1.1. Literature Review and Build-Up Ideas
Wireless networks have become the backbone of modern communication, enabling connectivity across a wide range of devices and applications. However, this ubiquity has also made them a prime target for malicious actors, who constantly seek to exploit vulnerabilities for data theft, disruption, or espionage [
1,
2]. Therefore, Intrusion Detection Systems (IDS) are essential tools for protecting wireless networks. Developing IDS systems has attracted the attention of researchers for many decades since the early age of wireless networks to observe and secure the accessibility to networks. Until now, the design of IDS can be categorized according to the detection technique it employs. There are two main types and one hybrid type [
3,
4]:
Signature-based IDS (or knowledge-based detection)—A signature-based IDS solution typically monitors inbound network traffic to find sequences and patterns that match a particular attack signature. Its strength is its low false alarm rates compared to anomaly-based IDS. However, a major limitation of signature-based IDS solutions is their inability to detect unknown attacks. Malicious actors can simply modify their attack sequences in malware or other types of attacks to avoid detection. Some research in this type of IDS is [
5,
6,
7];
Anomaly-based IDS (or behavior-based detection, statistical-based detection)—A behavior or anomaly-based IDS solution acts beyond identifying particular attack signatures to detect and analyze malicious or unusual patterns of behavior. This type of system applies Artificial Intelligence (AI) and ML to analyze large quantities of data and network traffic to pinpoint the anomalies. Despite having higher false alarm rates than knowledge-based IDS, anomaly-based IDS can adapt to new, unique, or original attacks, and it is less dependent on identifying specific operating system vulnerabilities. Some contributions in this field are [
8,
9,
10];
Hybrid IDS—A combination of the types mentioned above. This type of system can effectively pinpoint the observed attack types and learn the pattern of traffic to track new attack types. It is one of the best solutions and has received the most focus from recent researchers but comes with the cost of high hardware resource consumption and complicated implementation depending on the components that create the system. The contributions in this field are [
11,
12,
13,
14]
The rise of ML created the opportunity to achieve more excellent IDS. Some frontiers that set the cornerstone for improving the IDS include Chih-Fong Tsai and Yu-Feng (2009) in [
15], which investigates the challenges and opportunities of applying machine learning (ML) techniques for network intrusion detection in real-world settings. Or Halqual in [
16], who introduced a multi-grade intrusion detection model based on data mining technology. The authors aim to address the shortcomings of traditional IDS, such as high false alarm rates and limited detection capabilities. Numerous more IDS designs based on Linear regression, Support Vector Machine (SVM), Naive Bayes mode, Tree-based family model and clustering models are mentioned in contributions [
17,
18,
19,
20,
21] and surveys [
22,
23,
24]. However, despite extensive research and promising results in controlled environments, the adoption of these proposed systems in operational settings remains limited. These contributions with ML and traditional methods often struggle to keep pace with the evolving threat landscape, where the amount of data features required to distinguish between anomaly and normal traffic behavior increases drastically as cyber-attacks become more and more delicate.

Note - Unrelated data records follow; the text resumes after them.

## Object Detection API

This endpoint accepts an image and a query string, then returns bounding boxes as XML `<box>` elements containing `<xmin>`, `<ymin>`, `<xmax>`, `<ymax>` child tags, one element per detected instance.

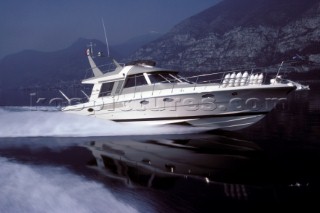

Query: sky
<box><xmin>0</xmin><ymin>0</ymin><xmax>219</xmax><ymax>59</ymax></box>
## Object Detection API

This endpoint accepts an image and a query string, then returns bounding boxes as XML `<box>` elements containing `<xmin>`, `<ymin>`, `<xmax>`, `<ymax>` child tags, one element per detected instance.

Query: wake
<box><xmin>0</xmin><ymin>107</ymin><xmax>203</xmax><ymax>137</ymax></box>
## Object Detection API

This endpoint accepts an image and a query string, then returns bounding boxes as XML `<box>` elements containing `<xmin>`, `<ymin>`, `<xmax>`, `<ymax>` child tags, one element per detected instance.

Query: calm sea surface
<box><xmin>0</xmin><ymin>84</ymin><xmax>320</xmax><ymax>213</ymax></box>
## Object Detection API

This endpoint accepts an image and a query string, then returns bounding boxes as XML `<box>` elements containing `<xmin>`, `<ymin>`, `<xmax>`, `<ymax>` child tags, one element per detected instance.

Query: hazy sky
<box><xmin>0</xmin><ymin>0</ymin><xmax>219</xmax><ymax>59</ymax></box>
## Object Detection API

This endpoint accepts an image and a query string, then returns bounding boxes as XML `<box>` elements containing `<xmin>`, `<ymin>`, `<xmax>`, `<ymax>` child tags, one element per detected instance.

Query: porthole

The advent of DL, a subset of ML, has opened up new avenues for intrusion detection. DL algorithms, inspired by the structure and function of the human brain, excel at automatically learning intricate patterns and representations from vast amounts of data. This ability to discern subtle anomalies and correlations within network traffic makes DL a promising tool for identifying malicious activity that might elude traditional IDS methods. Some early frontiers in this area are Ghanem and his partners, who performed the research [
25], which proposes a novel approach using an enhanced Bat algorithm to train a multilayer perceptron for intrusion detection, highlighting the potential of nature-inspired optimization. The emergence of Graph Neural Networks (GNNs) for IDS has shown promising results due to their ability to model complex network relationships. The authors of [
26,
27] provide comprehensive surveys on GNNs in IDS, highlighting their adaptability to evolving network structures, although challenges with computational cost and interpretability remain. DL architectures like Convolutional Neural Networks CNNs and Generative Adversarial Networks (GANs) have also been explored. Al-Milli et al., in [
28], demonstrated the feasibility of using CNNs and GANs for intrusion detection, but generalization and adversarial robustness remain concerns. Mohammadpour et al., in [
29], surveyed CNN-based IDS, emphasizing their capability of automatic feature extraction while noting the need for careful hyperparameter tuning.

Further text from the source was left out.